Yazmak için kendime zaman açmaya çalıştığım yıllarda cümlelerim çok doğurgandı. Biri biter bitmez yenisi doğardı. Anlatılacak çok şey vardı. Geceyi üzerime bir şal gibi örtüp defterime dökerdim içimdekileri.


Bugün, yazmak için bol vaktim olduğu halde sıkılmış bir meyve gibi hissediyorum kendimi. Bir posayım. Sanırım, yazacaklarımı da çok erken bitirdim. Son birkaç damlayı kötü günler için saklamıştım.

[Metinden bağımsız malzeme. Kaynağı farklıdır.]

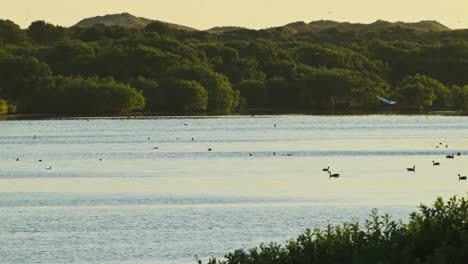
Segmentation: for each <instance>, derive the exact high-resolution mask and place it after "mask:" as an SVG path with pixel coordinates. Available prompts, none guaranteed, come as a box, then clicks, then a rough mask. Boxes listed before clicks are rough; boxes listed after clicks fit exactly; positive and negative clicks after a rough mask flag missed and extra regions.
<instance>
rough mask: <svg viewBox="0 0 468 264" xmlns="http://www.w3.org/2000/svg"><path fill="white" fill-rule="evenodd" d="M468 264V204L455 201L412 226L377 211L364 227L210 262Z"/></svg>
mask: <svg viewBox="0 0 468 264" xmlns="http://www.w3.org/2000/svg"><path fill="white" fill-rule="evenodd" d="M467 262H468V200H466V199H464V198H459V199H457V198H456V197H453V198H451V199H449V200H448V201H447V202H444V201H443V200H442V199H441V198H439V199H437V201H436V202H435V203H434V205H433V206H432V207H428V206H424V205H421V206H420V207H419V211H418V212H414V213H412V214H411V216H410V220H409V223H407V224H403V223H401V221H400V222H395V221H393V220H391V219H390V217H389V216H388V215H383V216H380V215H378V213H377V211H376V210H373V211H372V213H371V218H370V219H369V220H366V221H365V223H364V224H363V225H361V224H359V223H358V222H353V223H344V224H343V225H341V226H332V225H328V227H326V228H325V229H315V230H314V231H311V230H307V231H306V232H305V233H304V234H302V235H300V236H299V237H298V238H297V239H296V240H291V241H289V242H287V243H286V245H284V246H281V245H278V244H275V243H271V244H268V245H265V244H262V245H260V246H259V247H258V248H253V249H250V250H242V249H241V250H236V251H234V252H233V253H229V254H227V255H226V256H225V260H216V259H210V260H209V261H208V264H267V263H268V264H270V263H281V264H306V263H310V264H312V263H330V264H331V263H337V264H338V263H340V264H346V263H359V264H366V263H369V264H371V263H372V264H374V263H382V264H392V263H395V264H406V263H407V264H413V263H421V264H423V263H427V264H429V263H434V264H435V263H441V264H442V263H444V264H445V263H451V264H463V263H467ZM198 263H202V262H201V261H200V260H199V261H198Z"/></svg>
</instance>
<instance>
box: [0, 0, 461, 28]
mask: <svg viewBox="0 0 468 264" xmlns="http://www.w3.org/2000/svg"><path fill="white" fill-rule="evenodd" d="M123 12H128V13H131V14H133V15H135V16H140V17H146V18H150V19H157V20H161V21H166V22H171V23H176V24H181V25H185V26H189V27H193V28H197V29H208V28H211V27H214V26H243V27H248V28H255V29H258V28H266V27H273V26H281V25H284V24H287V23H290V22H295V21H305V22H310V21H312V20H320V19H327V20H336V21H348V22H360V23H371V22H374V21H375V20H377V19H383V20H388V21H392V22H394V21H405V22H416V21H420V20H437V21H439V22H441V23H442V24H444V25H446V26H448V27H450V28H452V29H456V28H468V15H467V12H468V0H285V1H279V0H278V1H276V0H0V18H1V19H10V20H13V21H14V22H15V23H17V24H19V25H20V26H21V27H23V28H25V27H28V26H29V24H30V23H31V22H32V21H35V20H46V21H48V22H50V23H53V24H58V25H62V26H72V25H74V24H76V23H77V22H78V21H79V20H81V19H83V18H87V17H92V16H97V15H105V14H114V13H123Z"/></svg>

Bir kitabın sonundaki boş sayfalardayım. Anlatılanlar bitmiş çoktan. Yeni bir şey yok. Arka kapağı kapatma isteği duymuyorum. Yeni bir kitaba geçmeye heveslenmiyorum. Çünkü benim için yeni bir kitap yok. Her şey yaşandı ve anlatıldı. Yerim yurdum; kitabın sonundaki o boş, o amaçsız, o gereksiz sayfalar.


Oysa yeniyi seviyordu insanlar. Bense mahallenin en sadık eskicisiydim. Yeniye geçenlerin, yenilenenlerin, başka hayatlara taşınanların tüm eskilerini aldım, yüklendim.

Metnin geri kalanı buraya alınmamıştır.